Rotowire’s Chris Liss argues that all the information of projections and valuation are shared by all the players in any competent fantasy league, and that the edge goes to the player who has the imagination to see what next year’s cheat sheet is going to look like this year, and draft accordingly. Chris has a post at Rotosynthesis called Lost in Translation: Why your projections and dollar values won’t save you.

One gets the sense that the Bill and the poker players don’t realize how tramped over this ground already is. Maybe I should send them to the Masochists Notes from Alex Patton’s books of the 80s and early 90s. The Masochists chapter that Alex blames for ending his run as a book author is here. It is about a retrospective draft experiment we set up, among other things.

Cardrunners: My first auction of the year

I joined a new high-stakes 5×5 AL only auction league this year. Some of the prize money is put up by a poker education site, cardrunners.com, and some by the participants, who are a mix of fantasy experts, professional poker players, and financial pros. There are only 10 teams, but you can spend your money on all 28 of your rosterable players (you don’t have to, there is a draft when all teams are out of money). This changes the endgame some, as Rotowire’s Chris Liss notes in his post at Rotosynthesis (where he also posted the draft results).
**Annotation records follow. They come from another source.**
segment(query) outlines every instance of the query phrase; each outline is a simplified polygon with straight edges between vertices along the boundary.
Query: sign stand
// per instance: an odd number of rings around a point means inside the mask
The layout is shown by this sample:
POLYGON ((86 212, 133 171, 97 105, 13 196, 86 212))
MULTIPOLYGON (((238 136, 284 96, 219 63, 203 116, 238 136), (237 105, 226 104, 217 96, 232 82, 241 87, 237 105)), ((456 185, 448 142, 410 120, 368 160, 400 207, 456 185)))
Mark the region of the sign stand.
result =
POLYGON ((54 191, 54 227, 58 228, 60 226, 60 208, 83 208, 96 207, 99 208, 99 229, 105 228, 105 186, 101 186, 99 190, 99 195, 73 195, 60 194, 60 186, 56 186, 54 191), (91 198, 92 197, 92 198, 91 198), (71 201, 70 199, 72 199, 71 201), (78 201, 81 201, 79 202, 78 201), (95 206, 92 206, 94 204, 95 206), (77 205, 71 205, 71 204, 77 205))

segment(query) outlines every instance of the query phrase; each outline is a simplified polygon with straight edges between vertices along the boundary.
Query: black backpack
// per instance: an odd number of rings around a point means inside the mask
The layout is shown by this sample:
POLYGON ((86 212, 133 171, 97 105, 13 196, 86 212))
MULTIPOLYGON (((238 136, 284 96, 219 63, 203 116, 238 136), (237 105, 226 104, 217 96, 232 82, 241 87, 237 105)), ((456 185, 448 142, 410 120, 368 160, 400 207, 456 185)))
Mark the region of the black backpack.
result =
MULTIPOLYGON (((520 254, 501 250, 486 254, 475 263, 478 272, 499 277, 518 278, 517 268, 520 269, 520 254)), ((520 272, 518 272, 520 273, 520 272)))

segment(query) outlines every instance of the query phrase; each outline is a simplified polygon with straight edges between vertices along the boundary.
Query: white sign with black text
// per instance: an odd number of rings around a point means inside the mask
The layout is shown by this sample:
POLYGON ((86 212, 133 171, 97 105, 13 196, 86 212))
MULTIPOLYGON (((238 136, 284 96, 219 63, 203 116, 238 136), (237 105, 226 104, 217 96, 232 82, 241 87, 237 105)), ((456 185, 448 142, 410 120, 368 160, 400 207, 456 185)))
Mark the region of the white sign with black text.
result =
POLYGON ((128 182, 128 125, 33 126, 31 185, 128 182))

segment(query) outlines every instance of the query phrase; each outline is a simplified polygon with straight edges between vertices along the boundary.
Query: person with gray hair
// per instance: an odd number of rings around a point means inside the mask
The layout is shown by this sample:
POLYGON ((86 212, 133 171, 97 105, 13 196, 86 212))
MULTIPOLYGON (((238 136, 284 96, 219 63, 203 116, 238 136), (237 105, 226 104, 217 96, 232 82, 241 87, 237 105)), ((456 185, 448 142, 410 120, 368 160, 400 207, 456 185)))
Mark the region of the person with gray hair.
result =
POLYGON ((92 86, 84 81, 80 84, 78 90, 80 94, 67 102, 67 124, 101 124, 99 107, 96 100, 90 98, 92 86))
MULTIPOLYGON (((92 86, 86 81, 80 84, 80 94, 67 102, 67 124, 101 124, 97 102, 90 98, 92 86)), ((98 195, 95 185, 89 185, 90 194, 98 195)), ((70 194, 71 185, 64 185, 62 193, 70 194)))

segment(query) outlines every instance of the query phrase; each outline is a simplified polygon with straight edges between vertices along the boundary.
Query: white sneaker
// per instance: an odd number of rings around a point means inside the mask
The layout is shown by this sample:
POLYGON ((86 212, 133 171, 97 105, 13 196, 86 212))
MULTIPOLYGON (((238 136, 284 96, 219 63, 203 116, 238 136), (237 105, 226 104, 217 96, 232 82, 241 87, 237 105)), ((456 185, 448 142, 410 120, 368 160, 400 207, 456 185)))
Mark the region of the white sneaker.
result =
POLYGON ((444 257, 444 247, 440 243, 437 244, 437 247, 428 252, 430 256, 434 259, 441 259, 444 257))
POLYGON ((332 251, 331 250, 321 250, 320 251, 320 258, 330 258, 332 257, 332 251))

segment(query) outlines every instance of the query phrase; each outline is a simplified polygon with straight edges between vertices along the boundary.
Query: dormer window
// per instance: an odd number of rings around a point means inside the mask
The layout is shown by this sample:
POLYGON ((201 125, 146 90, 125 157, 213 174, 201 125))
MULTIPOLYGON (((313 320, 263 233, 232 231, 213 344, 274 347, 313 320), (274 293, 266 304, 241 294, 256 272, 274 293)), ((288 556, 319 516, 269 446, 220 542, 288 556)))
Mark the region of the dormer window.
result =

Another wrinkle is that you can buy NL players. I spent some time trying to figure out what Adrian Gonzalez would be worth, and considered throwing him out early, but someone (I don’t remember who) beat me to it. My back of the envelope calculation was that a 50/50 chance for half a season of Gonzalez was worth a blank $8, though that calculation would change as the auction progressed. As teams recognize their strengths and weaknesses it might make sense to bid more for the high risk play. The gambit of coming out early could mean a bargain. In fact, I bumped a $3 bid to $4 and Daniel Dobish, Dave Gonos’ partner, muttering “I’m not letting him go to someone for free,” bid $7 and won him. Not a huge risk, but a nick in his budget he’ll feel if Gonzalez doesn’t come over.
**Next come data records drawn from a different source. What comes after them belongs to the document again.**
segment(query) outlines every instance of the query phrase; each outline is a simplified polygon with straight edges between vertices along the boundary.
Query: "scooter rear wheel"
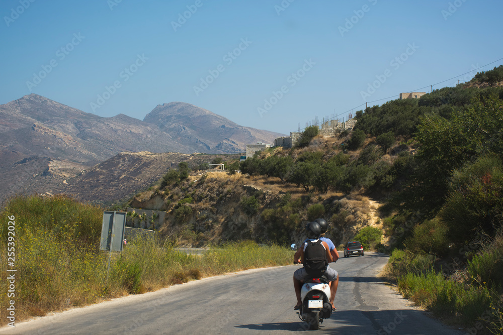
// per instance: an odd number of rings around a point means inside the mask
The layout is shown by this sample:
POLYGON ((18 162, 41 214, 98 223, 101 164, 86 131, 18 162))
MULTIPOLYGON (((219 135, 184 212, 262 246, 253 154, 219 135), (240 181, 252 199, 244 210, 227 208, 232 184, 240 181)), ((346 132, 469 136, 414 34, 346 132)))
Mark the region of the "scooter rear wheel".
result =
POLYGON ((307 317, 307 323, 309 324, 310 330, 317 330, 319 329, 319 313, 309 313, 307 317))

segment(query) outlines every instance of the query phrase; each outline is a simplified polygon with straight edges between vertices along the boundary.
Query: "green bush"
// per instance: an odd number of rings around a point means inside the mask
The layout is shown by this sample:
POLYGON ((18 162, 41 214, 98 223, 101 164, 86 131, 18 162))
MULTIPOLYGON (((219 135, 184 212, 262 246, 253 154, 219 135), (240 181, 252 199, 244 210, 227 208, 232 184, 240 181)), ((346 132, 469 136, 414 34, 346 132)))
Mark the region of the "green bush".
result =
POLYGON ((237 161, 229 165, 229 174, 235 174, 236 171, 239 169, 239 162, 237 161))
POLYGON ((192 209, 187 205, 182 205, 175 210, 175 217, 179 221, 184 222, 187 216, 192 213, 192 209))
POLYGON ((307 208, 307 218, 309 221, 322 217, 324 214, 325 206, 321 203, 315 203, 307 208))
POLYGON ((318 131, 317 126, 310 126, 306 128, 302 132, 302 135, 300 136, 300 138, 299 139, 296 146, 298 148, 307 147, 309 145, 311 140, 318 135, 318 131))
POLYGON ((446 280, 442 273, 433 271, 403 276, 399 281, 398 289, 406 297, 437 316, 457 315, 457 321, 465 325, 473 324, 490 310, 490 291, 446 280))
POLYGON ((480 251, 468 261, 468 273, 479 285, 500 291, 503 289, 503 235, 498 234, 480 251))
POLYGON ((494 236, 503 225, 503 165, 497 156, 483 156, 453 174, 440 216, 452 241, 462 244, 477 231, 494 236))
POLYGON ((355 241, 359 241, 365 250, 371 250, 381 243, 382 231, 379 228, 370 226, 362 229, 355 236, 355 241))
POLYGON ((163 188, 168 185, 171 185, 177 181, 180 178, 180 175, 178 171, 175 169, 170 169, 162 177, 162 179, 160 183, 160 188, 163 188))
POLYGON ((249 215, 255 215, 259 211, 260 204, 255 196, 245 195, 239 202, 239 205, 244 211, 249 215))
POLYGON ((376 138, 376 142, 384 152, 395 143, 395 136, 393 132, 388 132, 381 134, 376 138))
POLYGON ((142 293, 142 271, 139 264, 136 262, 129 262, 122 258, 117 259, 114 265, 111 278, 118 280, 120 285, 128 290, 128 293, 136 294, 142 293))
POLYGON ((348 148, 350 150, 356 150, 363 144, 366 137, 363 131, 360 129, 354 130, 351 134, 351 138, 348 141, 348 148))
POLYGON ((449 252, 448 228, 441 220, 426 220, 414 227, 412 236, 405 241, 405 247, 413 252, 444 256, 449 252))
POLYGON ((424 253, 413 254, 407 251, 394 249, 386 267, 391 277, 398 279, 409 273, 425 273, 432 268, 434 260, 433 256, 424 253))
POLYGON ((178 164, 178 173, 181 180, 185 180, 189 178, 190 169, 187 162, 180 162, 178 164))

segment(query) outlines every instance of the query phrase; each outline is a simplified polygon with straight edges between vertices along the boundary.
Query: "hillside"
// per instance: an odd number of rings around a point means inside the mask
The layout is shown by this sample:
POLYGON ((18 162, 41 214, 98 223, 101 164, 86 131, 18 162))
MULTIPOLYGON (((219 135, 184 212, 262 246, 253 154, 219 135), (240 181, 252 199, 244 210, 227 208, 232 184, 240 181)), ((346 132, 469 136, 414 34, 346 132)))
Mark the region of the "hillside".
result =
POLYGON ((390 254, 386 275, 405 297, 467 330, 501 333, 503 87, 484 79, 501 68, 358 111, 337 137, 309 127, 304 147, 268 149, 240 173, 166 178, 130 204, 157 204, 167 212, 161 235, 192 246, 298 242, 305 223, 324 218, 336 245, 390 254))
MULTIPOLYGON (((235 153, 248 143, 272 142, 280 135, 240 126, 181 102, 158 106, 145 119, 149 122, 123 114, 102 118, 34 94, 0 105, 0 188, 4 191, 0 203, 16 193, 63 191, 88 199, 88 188, 80 194, 78 188, 67 189, 63 181, 120 152, 235 153)), ((148 184, 150 178, 133 184, 148 184)), ((76 180, 79 185, 86 183, 76 180)), ((108 189, 100 189, 100 198, 118 200, 133 189, 117 194, 108 189)))
MULTIPOLYGON (((347 140, 316 138, 311 148, 276 148, 264 154, 301 160, 310 153, 323 153, 326 148, 340 147, 347 140)), ((386 155, 386 159, 397 159, 399 151, 386 155)), ((235 161, 227 159, 228 166, 235 161)), ((303 223, 320 217, 331 221, 328 236, 337 245, 351 240, 367 226, 382 227, 377 213, 379 203, 356 189, 351 194, 334 190, 313 193, 278 177, 239 172, 193 172, 186 180, 165 187, 158 183, 138 194, 129 205, 166 211, 160 233, 187 246, 245 239, 298 243, 303 238, 303 223)))
MULTIPOLYGON (((139 190, 144 190, 169 169, 178 166, 180 162, 187 162, 191 167, 196 167, 218 157, 222 156, 122 152, 78 176, 67 178, 52 192, 67 194, 81 201, 110 205, 125 201, 139 190)), ((225 157, 239 158, 238 155, 225 157)))

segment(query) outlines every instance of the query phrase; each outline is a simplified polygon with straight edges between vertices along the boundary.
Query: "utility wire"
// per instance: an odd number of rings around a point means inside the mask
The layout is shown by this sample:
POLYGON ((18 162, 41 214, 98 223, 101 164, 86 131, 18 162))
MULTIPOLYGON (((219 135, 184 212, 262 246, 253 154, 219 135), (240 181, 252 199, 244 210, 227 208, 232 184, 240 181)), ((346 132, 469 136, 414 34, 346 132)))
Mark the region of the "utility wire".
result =
MULTIPOLYGON (((438 85, 439 84, 441 84, 441 83, 442 83, 443 82, 445 82, 446 81, 449 81, 449 80, 452 80, 452 79, 456 79, 456 78, 459 78, 459 77, 461 77, 461 76, 464 76, 465 74, 468 74, 468 73, 471 73, 471 72, 473 72, 474 71, 476 71, 477 70, 479 70, 479 69, 481 69, 482 68, 485 67, 486 66, 487 66, 488 65, 491 65, 491 64, 494 64, 494 63, 496 63, 496 62, 498 62, 498 61, 500 61, 501 60, 503 60, 503 58, 499 58, 499 59, 497 59, 497 60, 495 60, 494 61, 491 62, 490 63, 486 64, 485 65, 482 65, 482 66, 480 66, 480 67, 478 67, 476 69, 473 69, 473 70, 472 70, 471 71, 470 71, 469 72, 465 72, 465 73, 463 73, 462 74, 459 74, 458 75, 456 76, 455 77, 453 77, 452 78, 449 78, 449 79, 447 79, 446 80, 444 80, 443 81, 440 81, 440 82, 438 82, 436 84, 433 84, 433 85, 428 85, 428 86, 425 86, 424 87, 421 87, 421 88, 417 88, 416 89, 414 89, 414 90, 410 91, 410 92, 406 92, 406 93, 410 93, 411 92, 417 92, 417 91, 419 91, 419 90, 420 90, 420 89, 423 89, 424 88, 426 88, 427 87, 431 87, 433 88, 433 87, 434 86, 435 86, 436 85, 438 85)), ((348 109, 346 111, 343 112, 342 113, 340 113, 340 114, 339 114, 335 116, 334 117, 333 117, 333 118, 331 118, 330 120, 333 120, 334 119, 336 119, 336 118, 337 118, 337 117, 340 116, 341 115, 345 115, 347 113, 349 113, 350 111, 352 111, 353 109, 357 108, 358 108, 359 107, 361 107, 362 106, 363 106, 364 104, 366 104, 367 103, 372 103, 372 102, 377 102, 377 101, 382 101, 383 100, 387 100, 388 99, 391 99, 391 98, 394 98, 394 97, 395 97, 396 96, 400 96, 399 94, 395 94, 394 95, 392 95, 391 96, 389 96, 389 97, 388 97, 387 98, 383 98, 382 99, 379 99, 378 100, 374 100, 374 101, 367 101, 367 102, 365 102, 365 103, 362 103, 362 104, 361 104, 360 105, 358 105, 358 106, 357 106, 356 107, 352 108, 351 109, 348 109)), ((318 126, 319 125, 322 124, 322 123, 323 123, 323 121, 321 121, 321 122, 317 122, 316 124, 312 125, 312 126, 318 126)), ((301 131, 303 131, 303 130, 305 130, 305 129, 306 129, 306 128, 302 128, 300 130, 301 131)), ((300 132, 300 131, 299 131, 299 132, 300 132)))

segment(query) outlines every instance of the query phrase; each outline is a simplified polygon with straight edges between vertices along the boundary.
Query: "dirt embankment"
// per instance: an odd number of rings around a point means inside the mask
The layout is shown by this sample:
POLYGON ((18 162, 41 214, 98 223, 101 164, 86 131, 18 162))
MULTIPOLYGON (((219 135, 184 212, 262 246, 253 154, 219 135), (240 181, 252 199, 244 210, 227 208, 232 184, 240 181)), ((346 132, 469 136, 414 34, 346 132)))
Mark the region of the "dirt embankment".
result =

There was a similar calculation in my most uncharacteristic moment in the auction. After adjusting my prices for the smaller league I was pleased in nearly every case but one (there was also a blip in the late early part of the auction where the price of outfielders who steal, namely Ichiro and Denard, went for scandalously low prices) that they were accurately describing the action. The difference came with the catchers, where huge draft inflation persisted all night. The action players, at least the guys who won the high-priced catchers through most of the auction, were the non-experts. They took Mauer to $40 and Victor Martinez to $35, and Napoli and Suzuki to $18. Even at the low end, guys I had listed for $2 were going for $5. Matt Wieters name was called fairly late, but there was still plenty of money around. His price surged past my $16 bid limit, but I had money to spend and when the bidding slowed at $20 I bid $21 and won the sophomore backstop. The move effectively changed my team from Nolan Reimhold and two scrub catchers to Wieters, Jose Guillen and a scrub who turned out to be Brayan Pena.

I don’t remember who had the penultimate bid on Wieters, but if it was one of the Cardrunners boys my brash reach means I wrecked the purity of a position-scarcity experiment, with the so-called experts buying cheap catchers and the so-called amateurs buying the pricey ones. All of them, as noted before, were inflated.

This morning I ran the projected stats of all the teams using the CHONE projections, mostly because I have Chone Figgins on my team. The key is to avoid testing your team using your own projections, since they naturally flavor the players you pick up. I don’t want to give up any competitive edge this exercise offers in its details, but I’m delighted to share for posterity the final standings, which surely won’t look anything like this next October.

TEAM PTS
Phipps 62
Carty 56
Rotoman 53
Hastings 51
Chad 50
Gonos 49
Wiggins 49
Eric 46
Liss 40
Erickson/
Sheehan 38

Since these include active rosters and reserves, and NLers Gonzalez and Ricky Nolasco, and Chone’s projections are generous with the playing time, upping the value here of guys who may not even play, they should be taken with a grain of salt. But they’re a start while we wait for games that matter.